I
We are getting into our stride again. Two months ago we trudged into Bethune, gaunt, dirty, soaked to the skin, and reduced to a comparative handful. None of us had had his clothes off for a week. Our ankle-puttees had long dropped to pieces, and our hose-tops, having worked under the soles of our boots, had been cut away and discarded. The result was a bare and mud-splashed expanse of leg from boot to kilt, except in the case of the enterprising few who had devised artistic spat-puttees out of an old sandbag. Our headgear consisted in a few cases of the regulation Balmoral bonnet, usually minus “toorie” and badge; in a few more, of the battered remains of a gas helmet; and in the great majority, of a woollen cap-comforter. We were bearded like that incomparable fighter, the poilu, and we were separated by an abyss of years, so our stomachs told us, from our last square meal.

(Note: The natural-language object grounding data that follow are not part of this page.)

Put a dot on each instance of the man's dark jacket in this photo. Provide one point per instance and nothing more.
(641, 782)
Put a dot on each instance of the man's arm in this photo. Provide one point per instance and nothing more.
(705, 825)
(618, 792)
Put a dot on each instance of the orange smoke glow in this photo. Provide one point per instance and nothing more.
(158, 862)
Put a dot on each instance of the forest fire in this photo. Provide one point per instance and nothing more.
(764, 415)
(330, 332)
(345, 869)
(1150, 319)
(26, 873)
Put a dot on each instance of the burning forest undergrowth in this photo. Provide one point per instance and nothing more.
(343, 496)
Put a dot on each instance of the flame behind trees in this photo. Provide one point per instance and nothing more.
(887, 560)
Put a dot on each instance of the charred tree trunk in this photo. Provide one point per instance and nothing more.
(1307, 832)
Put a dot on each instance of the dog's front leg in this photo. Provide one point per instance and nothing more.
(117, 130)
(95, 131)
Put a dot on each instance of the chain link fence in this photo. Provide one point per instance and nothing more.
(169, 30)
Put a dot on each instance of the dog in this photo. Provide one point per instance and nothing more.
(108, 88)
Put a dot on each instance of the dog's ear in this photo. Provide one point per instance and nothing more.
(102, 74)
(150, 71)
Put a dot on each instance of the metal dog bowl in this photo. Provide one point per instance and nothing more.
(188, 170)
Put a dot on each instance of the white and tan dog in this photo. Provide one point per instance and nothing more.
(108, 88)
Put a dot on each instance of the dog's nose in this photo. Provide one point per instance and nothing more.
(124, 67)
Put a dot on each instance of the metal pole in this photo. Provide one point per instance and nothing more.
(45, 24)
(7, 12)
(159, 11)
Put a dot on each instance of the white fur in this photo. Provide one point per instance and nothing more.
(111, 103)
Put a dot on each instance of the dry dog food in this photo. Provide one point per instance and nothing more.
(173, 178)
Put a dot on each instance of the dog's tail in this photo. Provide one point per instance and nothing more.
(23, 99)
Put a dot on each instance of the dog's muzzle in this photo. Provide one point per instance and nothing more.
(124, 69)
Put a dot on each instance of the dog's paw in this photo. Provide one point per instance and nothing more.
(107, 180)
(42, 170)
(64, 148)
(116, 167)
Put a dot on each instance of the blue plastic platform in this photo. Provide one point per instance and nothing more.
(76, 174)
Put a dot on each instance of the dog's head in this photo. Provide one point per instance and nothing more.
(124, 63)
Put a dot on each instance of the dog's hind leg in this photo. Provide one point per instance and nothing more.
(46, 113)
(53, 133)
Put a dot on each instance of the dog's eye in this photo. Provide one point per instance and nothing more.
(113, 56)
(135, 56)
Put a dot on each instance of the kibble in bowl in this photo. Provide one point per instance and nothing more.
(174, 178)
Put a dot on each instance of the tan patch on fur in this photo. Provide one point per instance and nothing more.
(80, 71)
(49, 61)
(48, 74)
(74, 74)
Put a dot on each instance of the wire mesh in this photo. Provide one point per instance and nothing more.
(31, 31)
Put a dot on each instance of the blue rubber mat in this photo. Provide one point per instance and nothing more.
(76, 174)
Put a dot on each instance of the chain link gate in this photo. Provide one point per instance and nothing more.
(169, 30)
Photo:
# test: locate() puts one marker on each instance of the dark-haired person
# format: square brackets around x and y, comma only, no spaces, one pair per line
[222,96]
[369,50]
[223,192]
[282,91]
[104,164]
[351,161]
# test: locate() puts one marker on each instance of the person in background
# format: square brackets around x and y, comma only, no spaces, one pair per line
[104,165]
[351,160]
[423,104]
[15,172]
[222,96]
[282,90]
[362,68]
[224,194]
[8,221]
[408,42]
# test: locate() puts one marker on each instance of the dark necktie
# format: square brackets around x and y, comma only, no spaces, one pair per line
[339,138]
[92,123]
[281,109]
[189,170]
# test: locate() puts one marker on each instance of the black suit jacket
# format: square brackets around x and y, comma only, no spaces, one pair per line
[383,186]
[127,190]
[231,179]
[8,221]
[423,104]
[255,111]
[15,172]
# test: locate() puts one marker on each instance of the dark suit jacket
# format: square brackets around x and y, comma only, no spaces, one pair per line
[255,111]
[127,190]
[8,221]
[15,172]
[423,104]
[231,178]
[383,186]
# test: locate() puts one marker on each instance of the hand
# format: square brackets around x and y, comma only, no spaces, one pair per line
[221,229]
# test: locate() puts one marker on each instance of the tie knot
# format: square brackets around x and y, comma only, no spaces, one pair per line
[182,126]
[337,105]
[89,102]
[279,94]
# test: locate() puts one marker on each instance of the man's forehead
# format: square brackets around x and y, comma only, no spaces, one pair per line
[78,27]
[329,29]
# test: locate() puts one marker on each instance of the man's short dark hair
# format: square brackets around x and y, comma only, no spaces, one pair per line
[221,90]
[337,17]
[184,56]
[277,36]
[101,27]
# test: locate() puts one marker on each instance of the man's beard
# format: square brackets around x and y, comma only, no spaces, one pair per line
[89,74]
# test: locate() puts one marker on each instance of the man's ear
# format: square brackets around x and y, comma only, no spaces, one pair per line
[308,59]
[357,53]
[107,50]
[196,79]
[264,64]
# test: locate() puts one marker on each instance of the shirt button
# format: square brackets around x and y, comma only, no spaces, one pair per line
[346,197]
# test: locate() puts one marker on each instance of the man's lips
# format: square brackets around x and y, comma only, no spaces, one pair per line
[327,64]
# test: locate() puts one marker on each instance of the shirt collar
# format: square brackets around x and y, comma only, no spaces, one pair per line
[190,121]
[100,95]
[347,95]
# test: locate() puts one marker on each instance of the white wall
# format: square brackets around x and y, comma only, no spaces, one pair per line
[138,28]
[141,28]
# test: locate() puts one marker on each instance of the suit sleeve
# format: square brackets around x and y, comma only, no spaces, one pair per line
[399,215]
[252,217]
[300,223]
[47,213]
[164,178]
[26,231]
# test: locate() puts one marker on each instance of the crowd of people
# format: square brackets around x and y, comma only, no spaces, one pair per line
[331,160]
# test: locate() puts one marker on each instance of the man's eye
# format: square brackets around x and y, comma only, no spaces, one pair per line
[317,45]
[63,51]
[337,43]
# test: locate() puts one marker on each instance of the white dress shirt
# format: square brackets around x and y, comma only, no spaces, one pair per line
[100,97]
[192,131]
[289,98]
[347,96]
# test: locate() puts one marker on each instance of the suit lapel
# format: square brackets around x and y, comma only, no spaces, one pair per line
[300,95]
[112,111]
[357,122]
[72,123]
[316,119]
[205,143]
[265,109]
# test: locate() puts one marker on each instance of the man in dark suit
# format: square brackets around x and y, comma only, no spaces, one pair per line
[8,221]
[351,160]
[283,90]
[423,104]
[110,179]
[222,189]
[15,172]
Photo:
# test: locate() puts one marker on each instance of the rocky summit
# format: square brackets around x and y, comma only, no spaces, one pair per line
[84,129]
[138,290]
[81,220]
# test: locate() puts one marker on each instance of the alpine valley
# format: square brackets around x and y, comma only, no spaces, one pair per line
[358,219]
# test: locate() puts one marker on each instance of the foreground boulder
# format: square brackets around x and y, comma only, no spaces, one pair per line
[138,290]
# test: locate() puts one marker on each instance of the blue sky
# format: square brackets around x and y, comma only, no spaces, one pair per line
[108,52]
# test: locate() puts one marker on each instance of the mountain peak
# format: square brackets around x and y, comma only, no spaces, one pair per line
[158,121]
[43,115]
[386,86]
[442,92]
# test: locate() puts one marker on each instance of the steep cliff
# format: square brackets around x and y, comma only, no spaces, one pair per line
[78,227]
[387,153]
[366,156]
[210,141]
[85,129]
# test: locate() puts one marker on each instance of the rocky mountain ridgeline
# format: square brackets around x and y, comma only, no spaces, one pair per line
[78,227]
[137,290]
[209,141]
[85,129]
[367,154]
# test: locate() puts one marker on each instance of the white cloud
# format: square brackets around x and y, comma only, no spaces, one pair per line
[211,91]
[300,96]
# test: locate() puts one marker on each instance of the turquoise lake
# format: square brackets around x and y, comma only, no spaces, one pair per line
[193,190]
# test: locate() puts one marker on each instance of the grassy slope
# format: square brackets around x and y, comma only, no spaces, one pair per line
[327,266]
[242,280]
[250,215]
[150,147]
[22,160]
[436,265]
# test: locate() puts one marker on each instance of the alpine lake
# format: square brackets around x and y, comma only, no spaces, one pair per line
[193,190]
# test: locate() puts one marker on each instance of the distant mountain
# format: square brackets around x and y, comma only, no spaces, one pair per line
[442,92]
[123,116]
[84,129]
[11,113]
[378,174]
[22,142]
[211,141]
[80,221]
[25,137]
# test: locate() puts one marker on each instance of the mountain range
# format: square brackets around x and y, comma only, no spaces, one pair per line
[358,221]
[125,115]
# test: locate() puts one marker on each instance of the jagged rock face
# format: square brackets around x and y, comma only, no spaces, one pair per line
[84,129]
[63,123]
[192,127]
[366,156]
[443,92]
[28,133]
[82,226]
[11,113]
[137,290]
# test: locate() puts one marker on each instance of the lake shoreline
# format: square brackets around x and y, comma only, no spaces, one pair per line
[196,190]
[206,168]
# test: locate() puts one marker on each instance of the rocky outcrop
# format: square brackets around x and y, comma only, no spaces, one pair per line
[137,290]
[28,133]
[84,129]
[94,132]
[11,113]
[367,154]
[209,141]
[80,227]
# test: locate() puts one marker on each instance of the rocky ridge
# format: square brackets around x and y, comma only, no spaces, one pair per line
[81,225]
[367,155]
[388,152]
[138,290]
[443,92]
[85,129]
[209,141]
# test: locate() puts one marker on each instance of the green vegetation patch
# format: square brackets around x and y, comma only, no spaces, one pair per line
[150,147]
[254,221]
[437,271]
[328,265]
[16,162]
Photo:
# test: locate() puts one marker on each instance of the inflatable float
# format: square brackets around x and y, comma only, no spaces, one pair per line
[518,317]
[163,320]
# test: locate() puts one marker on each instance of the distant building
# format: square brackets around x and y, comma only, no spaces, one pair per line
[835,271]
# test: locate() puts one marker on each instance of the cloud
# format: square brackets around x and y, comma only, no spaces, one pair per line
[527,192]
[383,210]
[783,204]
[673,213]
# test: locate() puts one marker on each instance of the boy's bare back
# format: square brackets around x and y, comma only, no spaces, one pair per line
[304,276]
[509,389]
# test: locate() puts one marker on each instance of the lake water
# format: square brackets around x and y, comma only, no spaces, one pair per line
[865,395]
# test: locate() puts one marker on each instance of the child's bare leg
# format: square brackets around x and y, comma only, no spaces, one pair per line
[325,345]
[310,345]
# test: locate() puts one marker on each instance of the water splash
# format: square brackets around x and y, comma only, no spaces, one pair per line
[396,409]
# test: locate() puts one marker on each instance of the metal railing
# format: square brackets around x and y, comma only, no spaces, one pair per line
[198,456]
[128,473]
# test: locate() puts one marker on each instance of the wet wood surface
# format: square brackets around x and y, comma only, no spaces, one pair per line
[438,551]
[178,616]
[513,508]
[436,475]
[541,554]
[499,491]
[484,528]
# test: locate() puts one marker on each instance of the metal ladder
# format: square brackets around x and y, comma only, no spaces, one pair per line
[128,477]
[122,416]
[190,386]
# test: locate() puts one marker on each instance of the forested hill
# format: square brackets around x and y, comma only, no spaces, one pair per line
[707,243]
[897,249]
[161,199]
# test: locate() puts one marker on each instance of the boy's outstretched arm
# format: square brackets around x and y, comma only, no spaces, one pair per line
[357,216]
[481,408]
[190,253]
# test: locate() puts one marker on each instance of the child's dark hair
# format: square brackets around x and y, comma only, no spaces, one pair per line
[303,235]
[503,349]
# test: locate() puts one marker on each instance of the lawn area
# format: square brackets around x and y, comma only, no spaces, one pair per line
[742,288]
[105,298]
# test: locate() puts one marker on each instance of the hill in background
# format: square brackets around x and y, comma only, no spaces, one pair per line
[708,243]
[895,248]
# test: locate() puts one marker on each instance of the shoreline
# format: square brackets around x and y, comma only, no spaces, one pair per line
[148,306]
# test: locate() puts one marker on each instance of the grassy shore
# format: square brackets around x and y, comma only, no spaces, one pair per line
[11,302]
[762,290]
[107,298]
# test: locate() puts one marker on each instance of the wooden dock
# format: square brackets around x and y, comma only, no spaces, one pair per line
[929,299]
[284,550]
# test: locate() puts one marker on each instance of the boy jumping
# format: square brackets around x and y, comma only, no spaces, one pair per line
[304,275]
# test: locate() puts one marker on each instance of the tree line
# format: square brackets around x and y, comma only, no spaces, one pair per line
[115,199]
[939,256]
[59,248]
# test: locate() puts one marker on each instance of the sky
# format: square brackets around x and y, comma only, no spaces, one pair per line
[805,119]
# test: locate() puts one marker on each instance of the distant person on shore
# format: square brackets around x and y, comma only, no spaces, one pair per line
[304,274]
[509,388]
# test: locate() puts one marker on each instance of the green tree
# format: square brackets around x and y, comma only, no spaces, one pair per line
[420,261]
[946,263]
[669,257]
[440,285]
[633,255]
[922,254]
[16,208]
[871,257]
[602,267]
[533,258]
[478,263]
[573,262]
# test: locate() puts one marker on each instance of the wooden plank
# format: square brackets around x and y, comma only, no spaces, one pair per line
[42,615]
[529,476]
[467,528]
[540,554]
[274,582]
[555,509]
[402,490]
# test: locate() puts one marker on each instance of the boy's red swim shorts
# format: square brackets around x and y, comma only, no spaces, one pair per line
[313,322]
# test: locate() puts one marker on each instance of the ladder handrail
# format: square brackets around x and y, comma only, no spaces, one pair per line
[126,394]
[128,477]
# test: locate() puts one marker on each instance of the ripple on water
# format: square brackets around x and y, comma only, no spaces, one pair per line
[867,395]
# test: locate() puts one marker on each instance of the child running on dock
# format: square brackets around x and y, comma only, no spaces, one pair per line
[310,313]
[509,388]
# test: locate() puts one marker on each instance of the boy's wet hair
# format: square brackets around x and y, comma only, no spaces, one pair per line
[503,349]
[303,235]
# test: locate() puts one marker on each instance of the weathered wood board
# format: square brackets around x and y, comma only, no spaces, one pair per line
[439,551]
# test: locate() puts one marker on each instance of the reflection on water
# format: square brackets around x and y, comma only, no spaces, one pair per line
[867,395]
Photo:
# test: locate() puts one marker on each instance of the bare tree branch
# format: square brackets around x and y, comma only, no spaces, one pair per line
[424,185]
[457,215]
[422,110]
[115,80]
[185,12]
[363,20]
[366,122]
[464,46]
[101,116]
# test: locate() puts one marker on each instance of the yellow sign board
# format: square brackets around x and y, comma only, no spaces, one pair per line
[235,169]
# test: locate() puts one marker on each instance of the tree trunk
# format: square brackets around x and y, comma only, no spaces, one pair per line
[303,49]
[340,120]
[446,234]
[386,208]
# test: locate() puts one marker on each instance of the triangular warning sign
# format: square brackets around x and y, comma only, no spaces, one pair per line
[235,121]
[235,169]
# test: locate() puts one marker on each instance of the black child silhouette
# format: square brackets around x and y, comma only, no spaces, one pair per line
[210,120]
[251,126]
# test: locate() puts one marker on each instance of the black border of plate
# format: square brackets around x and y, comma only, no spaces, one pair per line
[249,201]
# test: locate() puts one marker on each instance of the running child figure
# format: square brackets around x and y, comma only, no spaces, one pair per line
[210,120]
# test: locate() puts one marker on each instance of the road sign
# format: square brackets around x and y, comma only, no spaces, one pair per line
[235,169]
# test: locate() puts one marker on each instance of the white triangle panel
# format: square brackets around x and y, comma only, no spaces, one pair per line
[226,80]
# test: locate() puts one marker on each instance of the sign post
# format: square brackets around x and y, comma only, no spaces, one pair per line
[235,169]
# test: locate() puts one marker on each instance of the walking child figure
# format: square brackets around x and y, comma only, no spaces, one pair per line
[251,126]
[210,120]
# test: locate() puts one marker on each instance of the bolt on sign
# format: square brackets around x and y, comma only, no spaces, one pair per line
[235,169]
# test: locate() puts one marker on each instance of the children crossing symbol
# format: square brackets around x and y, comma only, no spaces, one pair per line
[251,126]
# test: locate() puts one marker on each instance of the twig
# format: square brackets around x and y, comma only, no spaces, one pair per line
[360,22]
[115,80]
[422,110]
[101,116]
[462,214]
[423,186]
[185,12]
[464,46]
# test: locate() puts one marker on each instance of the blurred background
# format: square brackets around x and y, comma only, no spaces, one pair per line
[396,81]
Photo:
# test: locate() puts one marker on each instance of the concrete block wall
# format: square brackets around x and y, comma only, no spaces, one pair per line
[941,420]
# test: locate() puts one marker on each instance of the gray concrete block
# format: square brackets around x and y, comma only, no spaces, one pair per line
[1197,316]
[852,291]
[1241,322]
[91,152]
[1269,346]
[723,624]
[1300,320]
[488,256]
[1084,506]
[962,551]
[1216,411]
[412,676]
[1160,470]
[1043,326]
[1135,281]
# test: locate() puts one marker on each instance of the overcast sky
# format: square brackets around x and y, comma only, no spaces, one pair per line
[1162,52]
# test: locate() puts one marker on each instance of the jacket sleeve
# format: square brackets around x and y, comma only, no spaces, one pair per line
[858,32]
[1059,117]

But we were wonderfully placid about it all. Our regimental pipers, who had come out to play us in, were making what the Psalmist calls “a joyful noise” in front; and behind us lay the recollection of a battle, still raging, in which we had struck the first blow, and borne our full share for three days and nights. Moreover, our particular blow had bitten deeper into the enemy’s line than any other blow in the neighbourhood. And, most blessed thought of all, everything was over, and we were going back to rest. For the moment, the memory of the sights we had seen, and the tax we had levied upon our bodies and souls, together with the picture of the countless sturdy lads whom we had left lying beneath the sinister shade of Fosse Eight, were beneficently obscured by the prospect of food, sleep, and comparative cleanliness.
After restoring ourselves to our personal comforts, we should doubtless go somewhere to refit. Drafts were already waiting at the Base to fill up the great gaps in our ranks. Our companies having been brought up to strength, a spate of promotions would follow. We had no Colonel, and only our Company Commander. Subalterns—what was left of them—would come by their own. N.C.O.’s, again, would have to be created by the dozen. While all this was going on, and the old names were being weeded out of the muster-roll to make way for the new, the Quartermaster would be drawing fresh equipment—packs, mess-tins, water-bottles, and the hundred oddments which always go astray in times of stress. There would be a good deal of dialogue of this sort:—
“Private M’Sumph, I see you are down for a new pack. Where is your old one?”
“Blawn off ma back, sirr!”
“Where are your puttees?”
“Blawn off ma feet, sirr!”
“Where is your iron ration?”
“Blawn oot o’ ma pooch, sirr!”
“Where is your head?”
“Blawn—I beg your pardon, sirr!”—followed by generous reissues all round.
After a month or so our beloved regiment, once more at full strength, with traditions and morale annealed by the fires of experience, would take its rightful place in the forefront of “K (1).”